Prix Vote Blanc de la Crétinerie d'Or.
CONCOURS 2017

Le prix honore chaque année des personnalités qui, par la profondeur de leur pensée, la pertinence de leurs remarques, ont réussi à démontrer que le vote blanc n'a pas lieu d'être.
 Voir plus en détails les lauréats et les candidats


Candidats pour 2017

Béatrice Giblin : « Je suis très préoccupée par cet engouement pour le vote blanc. C'est pousser les gens à ne pas essayer de s'engager. C'est au fond une sorte de fuite de ses responsabilités. 'Y en a aucun qui me plait.' Bien sûr puisqu'on est 66 millions et on va avoir in fine à choisir entre deux. Donc on va choisir celui qui va sembler correspondre le plus à nos souhaits. Je suis très hostile à cet engouement sur le vote blanc qui me paraît un peu dangereux. »
François Bujon de L'Estang : « Je comprends et je sympathise. » 9 avril 2017, émission L'esprit public, France Culture.
Béatrice Giblin, géopoliticienne, François Etienne Vladimir Bujon de L'Estang, diplomate français. Deux bourgeois qui, en 1936, se seraient offusqués que les ouvriers aient des congés payés.

"Le risque est grand que, se parant, avec le vote blanc, des atours de la juste expression de la volonté populaire, le peuple soit nu." Anne Levade, juriste, L'Express (si vous avez 1 euro à dépenser), 6 avril 2017.

"Le vote blanc se présente comme un exutoire commode – il n’esquive pas le devoir du vote – à une indécision qui se diffuse. Indécision pour choisir, indécision pour participer." Anne Muxel, politologue du CEVIPOF, Le Monde, 5 avril 2017. Travail à charge. On attend autre chose des universitaires.

"Il revient donc à ceux qui s’abstiennent ou votent blanc pour contester le système, de redoubler d’efforts pour faire vivre la démocratie participative : en s’engageant, par exemple, dans un conseil de quartier ou une association." Jean-Luc Brunin, évêque du Havre, La Croix, 4 avril 2017
. Mélanger abstention et vote blanc n'est pas sérieux et qui dit que celui qui vote blanc n'est pas très engagé dans sa vie ordinaire ?

"Il y a d'abord le vote blanc rural, qui s'exprime dans les petites communes, où tout le monde se connaît et où il peut être mal perçu de ne pas aller voter. Il recèle donc de l'abstention cachée. Il y a ensuite le vote blanc urbain, dont les utilisateurs sont plus politisés, plus éduqués. Ils délivrent davantage un message politique."  Adélaïde Zulfikarpasic, directrice adjointe de l'institut BVA, L'Express, 29 mars 2017. 15 ans qu'elle répète le même cliché. Les campagnes ont bien changé ces 30 dernières années mais on en reste à une analyse du siècle de La Fontaine !!!

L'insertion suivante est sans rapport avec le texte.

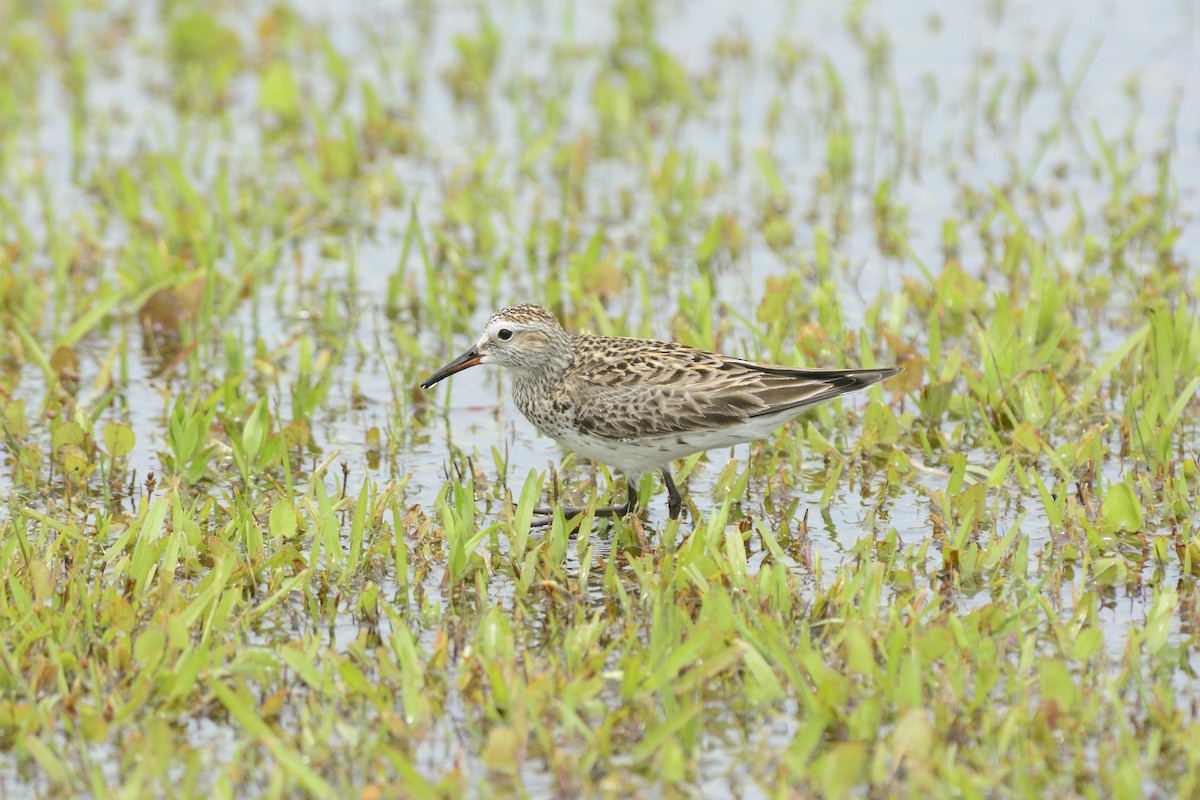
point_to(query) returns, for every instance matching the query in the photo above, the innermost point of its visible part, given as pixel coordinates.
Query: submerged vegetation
(244, 554)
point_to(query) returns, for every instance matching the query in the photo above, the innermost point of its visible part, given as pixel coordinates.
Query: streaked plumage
(639, 404)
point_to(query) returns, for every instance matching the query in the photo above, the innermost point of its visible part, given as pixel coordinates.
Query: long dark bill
(468, 359)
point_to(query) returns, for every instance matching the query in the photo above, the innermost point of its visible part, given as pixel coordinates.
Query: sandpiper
(639, 404)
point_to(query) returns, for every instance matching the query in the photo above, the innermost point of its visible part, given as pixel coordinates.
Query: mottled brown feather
(683, 389)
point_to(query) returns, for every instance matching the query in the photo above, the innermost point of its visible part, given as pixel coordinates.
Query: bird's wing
(635, 389)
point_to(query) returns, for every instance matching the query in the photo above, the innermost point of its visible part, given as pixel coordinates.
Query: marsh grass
(243, 554)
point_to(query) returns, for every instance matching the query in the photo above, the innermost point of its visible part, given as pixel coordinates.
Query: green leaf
(1121, 510)
(279, 90)
(119, 439)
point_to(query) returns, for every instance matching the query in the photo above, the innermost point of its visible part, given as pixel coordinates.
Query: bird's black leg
(675, 501)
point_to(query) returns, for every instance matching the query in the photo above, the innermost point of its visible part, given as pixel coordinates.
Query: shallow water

« Je suis toujours un peu sceptique sur ces gens qui estiment que l’offre du moment ne leur va pas. Je ne sais pas si c’est le problème de l’offre ou celui des gens en question." Michel Issindou, député PS, décembre 2016, France Inter .

"Contrairement aux Etats-Unis, la France affiche une volonté d'égalité absolue en matière d'élection. Le suffrage universel est censé y être encore plus pur que l'immaculée conception" Didier Maus, constitutionnaliste anti-vote blanc, 1er novembre 2016, Huffington Post. Quelle égalité absolue quand le principe 1 homme/ 1 voix est bafoué par la non reconnaissance du vote blanc !?

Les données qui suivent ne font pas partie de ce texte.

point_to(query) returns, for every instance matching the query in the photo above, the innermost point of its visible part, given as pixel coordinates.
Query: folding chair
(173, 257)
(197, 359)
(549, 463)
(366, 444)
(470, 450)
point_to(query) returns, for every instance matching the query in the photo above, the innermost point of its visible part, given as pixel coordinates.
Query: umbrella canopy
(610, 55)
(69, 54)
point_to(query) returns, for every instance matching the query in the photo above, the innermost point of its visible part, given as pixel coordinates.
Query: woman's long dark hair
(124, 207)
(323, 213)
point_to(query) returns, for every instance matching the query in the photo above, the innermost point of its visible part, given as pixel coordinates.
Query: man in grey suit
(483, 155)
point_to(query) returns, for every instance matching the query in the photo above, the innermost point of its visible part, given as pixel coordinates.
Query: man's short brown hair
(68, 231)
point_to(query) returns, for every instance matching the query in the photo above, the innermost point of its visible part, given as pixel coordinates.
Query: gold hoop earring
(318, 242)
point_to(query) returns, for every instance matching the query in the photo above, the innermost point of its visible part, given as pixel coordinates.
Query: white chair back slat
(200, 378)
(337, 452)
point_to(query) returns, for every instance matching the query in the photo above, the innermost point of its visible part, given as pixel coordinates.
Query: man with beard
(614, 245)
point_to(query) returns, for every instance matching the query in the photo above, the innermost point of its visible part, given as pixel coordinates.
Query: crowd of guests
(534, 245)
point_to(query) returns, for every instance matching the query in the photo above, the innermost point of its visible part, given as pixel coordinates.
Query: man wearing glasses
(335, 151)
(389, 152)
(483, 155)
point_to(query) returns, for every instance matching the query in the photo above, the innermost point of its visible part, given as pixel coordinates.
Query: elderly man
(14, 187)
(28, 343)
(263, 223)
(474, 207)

"A quoi servirait la liberté de penser s'il n'est de liberté de choisir. ? D'autant que chez nous, le vote blanc est possible." André Flahaut, ancien ministre PS de la Défense, ancien président de la Chambre, Le Soir, 15 novembre 2016. En Belgique, le bulletin blanc va directement de l'urne à la poubelle. C'est le vote blanc qui donne la liberté de choisir, pas le vote obligatoire.

Une proposition de loi sur le vote blanc en janvier 2016, une autre sur le vote obligatoire un an plus tard (!) - janvier 2017 - qui ne mentionne pas le vote blanc. Tromperie sur la marchandise, travail de sagouin. Stéphane Saint-André, député.

Edition 2016
(pas de prix décerné)

Edition 2015

Le vainqueur est:

LE GROUPE EELV A L'ASSEMBLEE


Même les écologistes, face à des intérêts à court terme -entrer au gouvernement - s'assoient sur leurs convictions:

AVANT: «Nous, élus écologistes, nous continuerons à œuvrer pour la reconnaissance pleine et entière du vote blanc, comme je l’ai déjà dit en commission. » Sergio Coronado (EELV), jeudi 28 novembre 2013, Assemblée nationale.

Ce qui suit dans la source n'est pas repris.